4.5.4. Impact of the Random Interval Size

Another important parameter is the size of the random interval. Increase the complexity of the trajectory samples by randomly sampling of the time interval between the track points in the sliding window. For comparison, the impact of different random intervals on the complexity of the trajectory sample and the performance of the model sets up different random intervals on the Tokyo People Flow dataset for comparison experiments and sets the random interval sizes to 3, 5, 7, 9, and 11, respectively. Choose the Tokyo People Flow dataset which the continuity in the dataset is strong, and a certain degree of complexity is required to better reflect the purpose of the experiment.

According to Table 6, it can be see that the model performance is the best when the random interval size is 5 and 7, and the random interval size that is too large and too small will cause the model performance to decrease. On the other two datasets, the model performance is better when the random interval size is 3, which is why the three data sets use different random intervals in the comparison experiment with the baselines. Using random intervals can make the sample closer to the data in the real world.

4.6. Case Study

The purpose of verifying the STGRU model is that it can process and predict short trajectory data and long trajectory data, which conducted two sets of experiments with the baseline models. If the user’s trajectory data is scarce, it means that it can hardly understand the user’s behavior pattern, which requires higher performance of the model. The experiments are based on the Tokyo People Flow dataset, taking data with a track length of less than 30 for calculation, without random intervals, and use as the evaluation metrics. As shown in Figure 4, STGRU has the best performance on recall@1 and recall@5, which proves that STGRU can better handle sparse data.

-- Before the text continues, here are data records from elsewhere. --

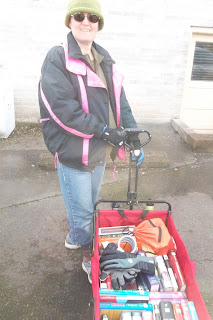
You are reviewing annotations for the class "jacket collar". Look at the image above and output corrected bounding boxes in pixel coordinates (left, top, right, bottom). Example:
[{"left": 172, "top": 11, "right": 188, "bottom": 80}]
[{"left": 67, "top": 32, "right": 115, "bottom": 67}]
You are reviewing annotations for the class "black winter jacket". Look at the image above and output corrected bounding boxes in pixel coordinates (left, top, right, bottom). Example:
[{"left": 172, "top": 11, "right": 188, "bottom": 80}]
[{"left": 39, "top": 32, "right": 136, "bottom": 171}]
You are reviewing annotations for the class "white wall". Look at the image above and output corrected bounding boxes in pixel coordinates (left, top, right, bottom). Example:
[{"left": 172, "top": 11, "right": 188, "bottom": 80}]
[{"left": 0, "top": 0, "right": 213, "bottom": 123}]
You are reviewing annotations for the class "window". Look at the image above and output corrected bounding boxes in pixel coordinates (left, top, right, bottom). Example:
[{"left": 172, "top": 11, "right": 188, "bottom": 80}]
[{"left": 191, "top": 42, "right": 213, "bottom": 81}]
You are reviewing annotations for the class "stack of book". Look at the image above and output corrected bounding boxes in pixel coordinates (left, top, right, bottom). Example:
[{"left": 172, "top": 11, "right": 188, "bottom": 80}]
[{"left": 99, "top": 226, "right": 198, "bottom": 320}]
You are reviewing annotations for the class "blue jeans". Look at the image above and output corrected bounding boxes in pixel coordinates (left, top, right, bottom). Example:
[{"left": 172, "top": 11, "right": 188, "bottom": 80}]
[{"left": 57, "top": 162, "right": 105, "bottom": 247}]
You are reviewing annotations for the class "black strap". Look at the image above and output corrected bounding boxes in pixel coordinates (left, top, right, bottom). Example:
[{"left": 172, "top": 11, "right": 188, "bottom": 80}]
[
  {"left": 137, "top": 210, "right": 149, "bottom": 221},
  {"left": 117, "top": 210, "right": 129, "bottom": 220}
]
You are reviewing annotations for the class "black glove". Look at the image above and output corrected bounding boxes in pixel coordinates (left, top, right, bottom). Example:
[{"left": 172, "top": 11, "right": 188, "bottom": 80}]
[
  {"left": 99, "top": 269, "right": 137, "bottom": 290},
  {"left": 111, "top": 270, "right": 137, "bottom": 290},
  {"left": 101, "top": 127, "right": 127, "bottom": 148}
]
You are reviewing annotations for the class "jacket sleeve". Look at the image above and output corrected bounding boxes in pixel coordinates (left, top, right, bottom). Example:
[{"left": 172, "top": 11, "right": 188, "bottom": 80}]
[{"left": 39, "top": 47, "right": 104, "bottom": 138}]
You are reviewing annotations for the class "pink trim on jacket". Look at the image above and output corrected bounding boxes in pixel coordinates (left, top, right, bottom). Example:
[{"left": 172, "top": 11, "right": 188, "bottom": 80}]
[
  {"left": 77, "top": 74, "right": 89, "bottom": 166},
  {"left": 112, "top": 64, "right": 126, "bottom": 161},
  {"left": 112, "top": 64, "right": 124, "bottom": 127}
]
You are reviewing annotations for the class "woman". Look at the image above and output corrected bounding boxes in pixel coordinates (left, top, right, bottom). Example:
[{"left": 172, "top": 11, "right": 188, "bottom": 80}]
[{"left": 39, "top": 0, "right": 140, "bottom": 282}]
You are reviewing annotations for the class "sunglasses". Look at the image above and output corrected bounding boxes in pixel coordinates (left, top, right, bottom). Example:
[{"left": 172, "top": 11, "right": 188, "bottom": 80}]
[{"left": 71, "top": 12, "right": 100, "bottom": 23}]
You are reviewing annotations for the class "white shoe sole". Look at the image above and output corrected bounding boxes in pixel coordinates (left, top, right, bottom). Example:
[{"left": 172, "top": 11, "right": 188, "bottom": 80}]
[
  {"left": 65, "top": 240, "right": 81, "bottom": 250},
  {"left": 82, "top": 262, "right": 92, "bottom": 284}
]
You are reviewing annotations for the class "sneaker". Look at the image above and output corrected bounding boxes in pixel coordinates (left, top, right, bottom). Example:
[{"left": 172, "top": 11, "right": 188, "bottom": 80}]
[
  {"left": 82, "top": 258, "right": 92, "bottom": 284},
  {"left": 65, "top": 233, "right": 81, "bottom": 249}
]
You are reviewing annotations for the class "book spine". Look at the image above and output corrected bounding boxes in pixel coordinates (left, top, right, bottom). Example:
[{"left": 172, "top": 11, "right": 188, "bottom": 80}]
[
  {"left": 142, "top": 311, "right": 153, "bottom": 320},
  {"left": 155, "top": 256, "right": 173, "bottom": 291},
  {"left": 106, "top": 274, "right": 112, "bottom": 289},
  {"left": 153, "top": 304, "right": 161, "bottom": 320},
  {"left": 173, "top": 303, "right": 184, "bottom": 320},
  {"left": 181, "top": 300, "right": 191, "bottom": 320},
  {"left": 100, "top": 302, "right": 153, "bottom": 311},
  {"left": 149, "top": 291, "right": 187, "bottom": 300},
  {"left": 168, "top": 251, "right": 186, "bottom": 291},
  {"left": 100, "top": 295, "right": 148, "bottom": 303},
  {"left": 159, "top": 301, "right": 175, "bottom": 320},
  {"left": 188, "top": 301, "right": 199, "bottom": 320}
]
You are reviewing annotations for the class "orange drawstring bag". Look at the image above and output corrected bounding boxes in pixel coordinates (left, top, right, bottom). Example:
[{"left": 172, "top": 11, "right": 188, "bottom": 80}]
[{"left": 134, "top": 218, "right": 176, "bottom": 255}]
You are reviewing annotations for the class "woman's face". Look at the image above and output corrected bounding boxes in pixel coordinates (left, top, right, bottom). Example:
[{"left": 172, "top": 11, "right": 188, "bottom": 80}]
[{"left": 69, "top": 12, "right": 98, "bottom": 47}]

In another set of experiments, data with track length greater than 200 was obtained and followed the parameter settings of the comparative experiment. As shown in Figure 5, STGRU is also superior to all baselines on long trajectory data, which proves that STGRU can extract and use long-term features very well, especially the effectiveness of long-term road network features for modeling strong real-time data.

5. Conclusion

In this paper, we propose a Spatio-Temporal Gate Recurrent Unit (STGRU) model by enhancing Gate Recurrent Unit for gather prediction. In STGRU, the time gate and distance gate are introduced to model the time interval and distance interval between consecutive trajectory points, which are essential to describe the short-term behaviors of users, and the road network gate is introduced to model the long-term and short-term road network structure. We believe that the geographical environment represented by the road network structure is very important for both the short-term and long-term behaviors of users. The three gates are combined with the update gate in the GRU to extract the user’s short-term behaviors pattern. Only the road net gate and the reset gate in the GRU are combined to extract long-term behaviors patterns of users. Experimental results on three real-world datasets prove the effectiveness of our model, which is better than the latest methods.

In future work, we will further incorporate the structured representation of road network information into the model to further improve the aggregation prediction performance.

Data Availability

The data used to support the findings of this study are available from the corresponding author upon request.

Conflicts of Interest

The authors declare that they have no conflicts of interest.

Acknowledgments

This work was supported in part by the National Key R&D Program of China (No. 2018YFC0807500), by the National Natural Science Foundation of China under Grant Nos. (U19A2059, 61802050), and by Ministry of Science and Technology of Sichuan Province Program (2018HH0075).